Welcome to MilkyWay@home

Posts by Keith Myers

41) Message boards : Number crunching : ATI RX 580 GPU crunching? (Message 75185)
Posted 22 Mar 2023 by Profile Keith Myers
Post:
Yes, the MW Separation app is rather poorly optimized. It won't use very much of the gpu at all at any time. It begs running at least 2X on the card to get the gpu utilization up closer to 90%. 2X for Nvidia cards is about max becase of how the Nvidia drivers have to virtualize their OpenCL component to run the Separation app.

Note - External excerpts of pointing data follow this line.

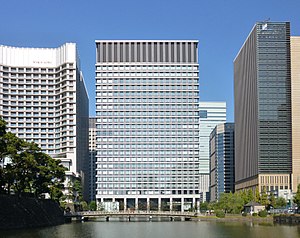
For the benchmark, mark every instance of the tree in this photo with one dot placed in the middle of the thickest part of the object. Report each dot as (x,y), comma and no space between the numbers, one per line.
(264,197)
(297,196)
(28,168)
(93,206)
(257,195)
(250,196)
(272,199)
(280,202)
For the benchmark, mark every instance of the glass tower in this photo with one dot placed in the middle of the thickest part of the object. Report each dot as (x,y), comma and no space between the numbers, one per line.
(210,115)
(262,87)
(147,123)
(221,160)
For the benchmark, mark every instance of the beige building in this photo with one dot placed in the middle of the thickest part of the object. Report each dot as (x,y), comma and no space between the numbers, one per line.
(295,72)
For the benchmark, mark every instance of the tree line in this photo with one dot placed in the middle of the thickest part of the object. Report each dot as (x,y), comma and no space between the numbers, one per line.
(234,202)
(24,168)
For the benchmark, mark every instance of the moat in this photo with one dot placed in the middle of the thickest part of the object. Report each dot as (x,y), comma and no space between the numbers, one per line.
(153,229)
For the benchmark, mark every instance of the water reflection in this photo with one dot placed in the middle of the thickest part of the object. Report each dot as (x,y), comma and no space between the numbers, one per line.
(159,229)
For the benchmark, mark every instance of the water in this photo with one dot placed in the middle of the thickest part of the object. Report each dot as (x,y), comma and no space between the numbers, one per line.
(148,229)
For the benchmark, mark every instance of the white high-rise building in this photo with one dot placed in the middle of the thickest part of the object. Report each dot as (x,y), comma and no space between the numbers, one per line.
(92,158)
(210,115)
(43,99)
(147,95)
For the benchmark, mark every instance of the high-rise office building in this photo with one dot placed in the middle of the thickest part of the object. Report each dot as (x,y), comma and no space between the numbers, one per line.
(262,91)
(295,66)
(221,160)
(43,99)
(210,115)
(92,159)
(147,123)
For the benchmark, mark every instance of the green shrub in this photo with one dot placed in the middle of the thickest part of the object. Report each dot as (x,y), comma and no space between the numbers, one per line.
(263,213)
(220,213)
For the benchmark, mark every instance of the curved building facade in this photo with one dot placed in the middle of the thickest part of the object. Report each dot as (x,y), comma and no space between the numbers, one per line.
(40,90)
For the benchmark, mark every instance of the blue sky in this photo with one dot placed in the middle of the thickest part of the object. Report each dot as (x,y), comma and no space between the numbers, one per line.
(221,26)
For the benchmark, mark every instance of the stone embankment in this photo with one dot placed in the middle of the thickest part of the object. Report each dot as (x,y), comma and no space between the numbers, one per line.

AMD or ATI cards OTOH, typically can run at least 4X or maybe 5X depending on how much memory the card has. The app doesn't really use all that much memory. I don't have any running currently to tell you exactly how much the app uses. I remember its about 1.6GB I think but don't quote me.
42) Questions and Answers : Unix/Linux : Problem switching from Windows to Ubuntu: ROCm question (Message 75182)
Posted 22 Mar 2023 by Profile Keith Myers
Post:
I know that AMD cards are a pain to work with, but are aware of this set of gpu utilities focused primarily on AMD cards? Would give you fan and clock control for one thing and some great displays of card info and graphs.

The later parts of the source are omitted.